Tenant Screening

Can landlords require co-signers for rental approval?

Virginia rental guidance and tenant-landlord operational information.
Published April 28, 2026 State-specific rental guidance Update This Question
Reviewed by Tenants & Landlords Editorial Team

This rental guidance was reviewed by the Tenants & Landlords Intelligence Team, specializing in lease agreements, notices, rent disputes, deposits, evictions, and tenant-landlord operational procedures.

Asked 36 days ago · Virginia

Tenant Screening and Co-Signers for Landlords in Virginia

When managing rental properties in Virginia, landlords have a responsibility to screen tenants carefully to ensure reliable and timely rent payments. One common question that arises during the tenant screening process is whether landlords can require co-signers as a condition for rental approval. Understanding the legal framework and best practices specific to Virginia helps landlords maintain compliance and make informed decisions.

Can Landlords Require Co-Signers in Virginia?

Yes, landlords in Virginia can require co-signers or guarantors as part of their tenant screening and rental approval process. A co-signer is an individual who agrees to be legally responsible for the lease obligations if the primary tenant defaults, providing landlords with an additional layer of financial security.

Key Points on Requiring Co-Signers:

  • Legality: Virginia law does not prohibit landlords from asking for co-signers. This practice is common for tenants who may not meet income or credit qualifications on their own.
  • Fair Housing Compliance: While landlords can require co-signers, the requirement must be applied uniformly and cannot be used to discriminate on the basis of race, color, religion, national origin, sex, familial status, disability, or any other protected class under the Virginia Fair Housing Law and the federal Fair Housing Act.
  • Lease Agreement: The co-signer should sign a guarantee agreement or be added to the lease to clearly establish their legal responsibility.

When Might Landlords Require a Co-Signer?

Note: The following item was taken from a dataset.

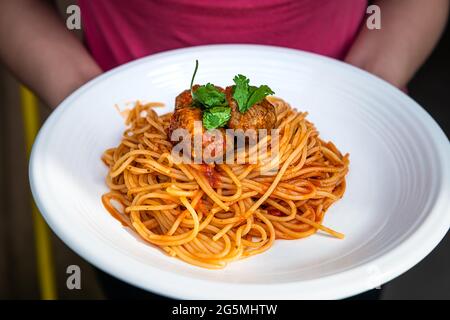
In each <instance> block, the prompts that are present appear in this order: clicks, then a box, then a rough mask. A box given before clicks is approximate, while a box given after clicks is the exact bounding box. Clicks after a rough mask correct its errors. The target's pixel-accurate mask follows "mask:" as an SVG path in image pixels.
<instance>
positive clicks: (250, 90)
mask: <svg viewBox="0 0 450 320" xmlns="http://www.w3.org/2000/svg"><path fill="white" fill-rule="evenodd" d="M233 81H234V83H235V86H234V92H233V98H234V100H236V102H237V104H238V107H239V112H241V113H245V112H246V111H247V110H248V109H250V108H251V107H252V106H253V105H255V104H257V103H259V102H261V101H263V100H264V98H265V97H266V96H268V95H271V94H274V93H275V92H273V91H272V89H270V88H269V86H266V85H262V86H260V87H255V86H250V85H249V84H250V79H248V78H247V77H246V76H243V75H242V74H238V75H237V76H235V77H234V79H233Z"/></svg>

Virginia landlords often require co-signers for tenants who present higher financial risks, such as:

  • Insufficient Income: Tenants whose income does not meet the guideline (commonly a multiple of 3 times the monthly rent).
  • Limited or Poor Credit History: Tenants with no credit or low credit scores that make it difficult to assess reliability.
  • Lack of Rental History: First-time renters or younger applicants who cannot demonstrate an established rental record.
  • Past Evictions or Rental Issues: Applicants with prior eviction judgments or rental disputes may be subject to additional guarantees.

How Should Virginia Landlords Implement Co-Signer Requirements?

Implementing a co-signer requirement properly ensures smooth operations and reduces legal risk. Consider the following best practices:

1. Establish Clear Screening Criteria

  • Define objective standards for when a co-signer is necessary (e.g., income level below threshold, credit score below specific point).
  • Communicate these criteria transparently on rental listings or application materials.

2. Use a Written Co-Signer Agreement

  • Draft a legally binding co-signer or guarantor agreement that stipulates the co-signer’s responsibility for all lease obligations.
  • The agreement should be legally vetted and ideally executed simultaneously with the primary lease.

3. Verify the Co-Signer’s Financial Capacity

  • Screen co-signers just as thoroughly as tenants, including income verification, credit checks, and identification.
  • Ensure the co-signer’s financial situation supports their ability to cover rent if needed.

4. Remain Consistent to Avoid Discrimination Claims

  • Apply co-signer requirements consistently to all applicants who meet your criteria.
  • Avoid making exceptions based on protected characteristics or personal relationships.

Legal Considerations for Virginia Landlords

Fair Housing Law

Virginia’s Fair Housing Law broadly mirrors the federal law in prohibiting discrimination in housing. The requirement for a co-signer must be related solely to legitimate business reasons—typically financial viability—and not imposed unevenly.

Privacy and Consumer Reporting

When screening tenants and co-signers, landlords must comply with the Virginia Consumer Credit Reporting Act and the Fair Credit Reporting Act (FCRA) if using third-party screening services:

  • Obtain written consent from applicants and co-signers before conducting credit checks.
  • Provide adverse action notices when denying an application due to screening results.

Lease Enforcement

When a co-signer signs the lease or a guarantee agreement, they become jointly liable with the tenant. This means:

  • The co-signer can be pursued for unpaid rent, damages, or lease violations.
  • The landlord can enforce the lease terms against either party.

Summary

In Virginia, landlords have the right to require co-signers during tenant screening to mitigate financial risk, especially when applicants do not fully meet income or credit criteria. Ensuring a consistent, lawful approach involves:

  • Establishing clear co-signer policies based on objective criteria.
  • Using properly executed agreements that define co-signer responsibilities.
  • Verifying the financial stability of co-signers.
  • Complying with Virginia and federal fair housing and privacy laws.
By following these guidelines, landlords in Virginia can enhance their tenant screening process, reduce rental risk, and maintain professional and lawful rental operations.